Wei Dai comments on Wei Dai’s Shortform

Wei Dai 7 Mar 2026 6:06 UTC
LW: 22 AF: 8
3
AF
It seems that LLMs are not good enough at reasoning, even after being trained on ~all human output, such that you couldn’t amplify their capabilities to arbitrary levels through iterated amplification, so AI companies are mainly increasing AI capabilities via RLVR instead. Is this impression wrong, and how to update on it if not?
Aside from the potential implications on alignment (i.e., closing off one approach that seemed hopeful for some, at least for the foreseeable future), I wonder if this is a deficiency in LLMs (their architecture or how they’re trained), a deficiency in human reasoning (i.e., even HCH was never going to work), or a deficiency in reasoning itself (something like, there is no such thing as a reasoner that can be amplified to arbitrary capability levels purely through iteration)?
- the gears to ascension 7 Mar 2026 8:03 UTC
  3 points
  1
  Parent
  I think some mix of your options:
  1. there is definitely a fixable deficiency in LLMs. but, for HCH,
  2. HCH seems bottlenecked by 3:
  3. reasoning doesn’t compensate for lack of evidence (other than by making v-information converge to shannon information).
    3.1. also, it’s often massively compute-cheaper to just go get more evidence from reality than to figure it out by thinking.
    3.2. when chaos is involved, one often has less information than one might naively appear to; even to idealized shannon reasoning ie solomonoff induction, assuming we really live in a probabilistic universe (which we sure seem to), then measurement uncertainty is guaranteed to blow up if predicting the weather from finite samples.
  But also, like, a lot of capability gains are coming from “take a long time to figure this out, train to figure it out more quickly than that” as a core part of what’s going on inside RLVR. So I don’t think it’s a total wash either.
  - Mateusz Bagiński 7 Mar 2026 11:22 UTC
    2 points
    0
    Parent
    HCH seems bottlenecked by:
    Looks like you meant to write something more here? Or is the bottleneck what you wrote in point 3?

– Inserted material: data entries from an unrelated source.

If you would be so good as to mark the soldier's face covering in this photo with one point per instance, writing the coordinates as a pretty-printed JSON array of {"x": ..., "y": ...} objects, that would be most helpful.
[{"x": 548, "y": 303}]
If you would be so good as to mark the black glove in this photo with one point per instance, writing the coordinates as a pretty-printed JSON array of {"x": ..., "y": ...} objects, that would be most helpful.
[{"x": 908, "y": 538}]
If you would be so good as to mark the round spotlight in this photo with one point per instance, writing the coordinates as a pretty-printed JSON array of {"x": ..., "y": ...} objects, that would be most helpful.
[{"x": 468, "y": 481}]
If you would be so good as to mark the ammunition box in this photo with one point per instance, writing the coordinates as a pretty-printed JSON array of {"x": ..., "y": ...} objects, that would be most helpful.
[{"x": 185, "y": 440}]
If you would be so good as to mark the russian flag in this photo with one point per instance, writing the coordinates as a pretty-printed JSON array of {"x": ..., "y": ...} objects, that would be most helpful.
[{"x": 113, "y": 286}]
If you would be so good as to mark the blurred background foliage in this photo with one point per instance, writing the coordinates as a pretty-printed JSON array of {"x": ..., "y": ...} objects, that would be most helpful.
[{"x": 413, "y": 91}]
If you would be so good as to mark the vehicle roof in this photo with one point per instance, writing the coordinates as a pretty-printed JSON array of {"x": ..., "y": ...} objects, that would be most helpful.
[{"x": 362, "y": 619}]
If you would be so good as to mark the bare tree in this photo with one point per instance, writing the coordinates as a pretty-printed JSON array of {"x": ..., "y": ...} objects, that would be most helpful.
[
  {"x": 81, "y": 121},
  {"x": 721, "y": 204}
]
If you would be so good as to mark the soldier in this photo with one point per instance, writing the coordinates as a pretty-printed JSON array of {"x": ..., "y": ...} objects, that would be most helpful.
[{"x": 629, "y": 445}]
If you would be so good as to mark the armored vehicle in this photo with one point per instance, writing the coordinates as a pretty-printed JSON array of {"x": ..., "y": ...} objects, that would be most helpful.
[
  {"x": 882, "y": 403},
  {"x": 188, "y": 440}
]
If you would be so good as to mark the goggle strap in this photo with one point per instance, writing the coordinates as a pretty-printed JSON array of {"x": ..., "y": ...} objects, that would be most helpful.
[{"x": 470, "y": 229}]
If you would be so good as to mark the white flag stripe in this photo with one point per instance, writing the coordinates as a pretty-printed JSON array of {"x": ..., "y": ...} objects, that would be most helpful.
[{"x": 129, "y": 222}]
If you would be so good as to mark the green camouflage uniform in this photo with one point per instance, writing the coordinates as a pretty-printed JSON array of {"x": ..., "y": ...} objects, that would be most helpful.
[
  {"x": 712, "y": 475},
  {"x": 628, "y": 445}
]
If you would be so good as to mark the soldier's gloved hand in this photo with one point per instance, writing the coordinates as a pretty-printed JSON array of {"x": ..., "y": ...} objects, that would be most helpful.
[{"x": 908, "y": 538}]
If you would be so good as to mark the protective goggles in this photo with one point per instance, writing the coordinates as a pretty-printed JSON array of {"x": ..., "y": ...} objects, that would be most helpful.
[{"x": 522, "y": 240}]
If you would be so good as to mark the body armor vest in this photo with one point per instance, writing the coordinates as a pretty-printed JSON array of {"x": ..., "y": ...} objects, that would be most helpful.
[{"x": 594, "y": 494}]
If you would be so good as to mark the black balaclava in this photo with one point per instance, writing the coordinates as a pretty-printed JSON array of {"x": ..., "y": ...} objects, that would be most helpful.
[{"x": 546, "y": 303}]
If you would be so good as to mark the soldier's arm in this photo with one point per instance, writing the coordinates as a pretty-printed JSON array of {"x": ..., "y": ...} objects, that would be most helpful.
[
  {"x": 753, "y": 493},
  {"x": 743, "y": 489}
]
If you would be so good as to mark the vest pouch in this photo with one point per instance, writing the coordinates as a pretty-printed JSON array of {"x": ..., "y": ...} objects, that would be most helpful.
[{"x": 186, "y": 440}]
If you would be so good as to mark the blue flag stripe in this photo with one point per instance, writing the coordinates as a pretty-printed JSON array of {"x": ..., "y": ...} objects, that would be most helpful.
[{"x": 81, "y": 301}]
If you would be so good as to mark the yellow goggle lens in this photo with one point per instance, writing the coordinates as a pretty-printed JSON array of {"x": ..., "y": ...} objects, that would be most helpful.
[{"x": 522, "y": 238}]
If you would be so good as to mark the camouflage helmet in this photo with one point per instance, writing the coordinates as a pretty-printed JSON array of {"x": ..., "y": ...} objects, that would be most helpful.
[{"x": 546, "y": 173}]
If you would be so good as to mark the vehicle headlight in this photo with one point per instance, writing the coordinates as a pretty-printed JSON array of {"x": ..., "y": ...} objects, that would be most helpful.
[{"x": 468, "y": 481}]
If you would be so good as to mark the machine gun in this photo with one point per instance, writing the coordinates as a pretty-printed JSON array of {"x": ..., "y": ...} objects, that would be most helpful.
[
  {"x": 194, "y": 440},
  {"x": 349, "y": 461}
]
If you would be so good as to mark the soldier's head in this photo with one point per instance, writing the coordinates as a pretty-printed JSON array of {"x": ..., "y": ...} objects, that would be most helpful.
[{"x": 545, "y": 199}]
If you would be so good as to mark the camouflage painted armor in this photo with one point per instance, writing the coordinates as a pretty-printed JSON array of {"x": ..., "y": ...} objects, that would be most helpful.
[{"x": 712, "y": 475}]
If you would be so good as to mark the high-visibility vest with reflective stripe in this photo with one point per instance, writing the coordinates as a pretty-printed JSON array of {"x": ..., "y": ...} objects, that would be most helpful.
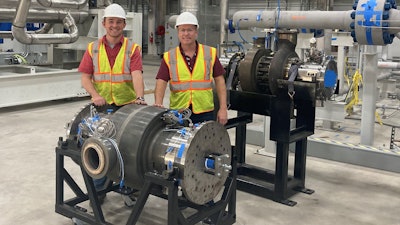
[
  {"x": 191, "y": 87},
  {"x": 113, "y": 84}
]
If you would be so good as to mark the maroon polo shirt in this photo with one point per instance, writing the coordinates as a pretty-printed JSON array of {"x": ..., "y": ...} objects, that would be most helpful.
[
  {"x": 86, "y": 65},
  {"x": 163, "y": 71}
]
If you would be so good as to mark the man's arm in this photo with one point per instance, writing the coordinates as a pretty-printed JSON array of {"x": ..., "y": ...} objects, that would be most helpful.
[
  {"x": 86, "y": 81},
  {"x": 159, "y": 92},
  {"x": 222, "y": 115},
  {"x": 138, "y": 85}
]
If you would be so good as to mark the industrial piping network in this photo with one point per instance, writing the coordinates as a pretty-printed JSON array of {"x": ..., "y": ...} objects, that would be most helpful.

    But also, like, a lot of capability gains are coming from “take a long time to figure this out, train to figure it out more quickly than that” as a core part of what’s going on inside RLVR. So I don’t think it’s a total wash either.
    This is true. But also, in order for this to work in the case of a freaking big [space of things to be figured out], you need to start with some [good search heuristics]/[capacity to predict which search paths are promising to pursue]. It seems to me that tons of available [easily checkable-for-validity examples] on the internet of math, programming, etc, suffice to give you such heuristics/prediction/planning skills in the human range and somewhat extrapolate/enhance/refine them (via the “how could I have thought that faster?” method, as you say), but that this approach has its limits.
- StanislavKrym 7 Mar 2026 7:19 UTC
  1 point
  0
  Parent
  I suspect that this question is far too abstract.
  1. The “all human output” is such that, for example, the total amount of high-quality web text in the whole world is estimated to be at most ~160T tokens. For comparison, DeepSeek V3 was pretrained on 14.8 trillion tokens, KimiK2 was pretrained on 15.5 trillion tokens. As far as I understand, this fact alone likely prevents companies from training models with more than ~10T parameters.
  2. What I don’t understand is how IDA is to be done and how different the results of IDA and RLVR are. As far as I understand, pretraining on successful outputs increases P(next token of a successful output|previous tokens of the same output). I suspect that RLVR affects the model in a similar way, but I would rather see you describe a potential iterated amplification mechanism.
  3. I described some problems of CoT-based LLMs in response to a post by Seth Herd. Unlike the AIs which solve problems by stuffing tokens into the LLMs, watching the LLMs spit out the next token and come out none the wiser, human brains are wildly neuralese nets which are also capable of learning online. This suggests a deficiency in SOTA LLMs as compared to the humans.
  4. As far as I understand wholesale HCH, it has a brainlike AI give an answer, another brainlike AI read the answer, formulate another answer tossed to the third AI etc until the procedure converges. The lack of telepathic communication makes the procedure similar to the problems of LLMs. A human thinking for longer retains intuitions about the question and about similar things, increasing understanding and making the right answer more likely.
  5. As for reasoning itself, I would rather see the description of the iteration process.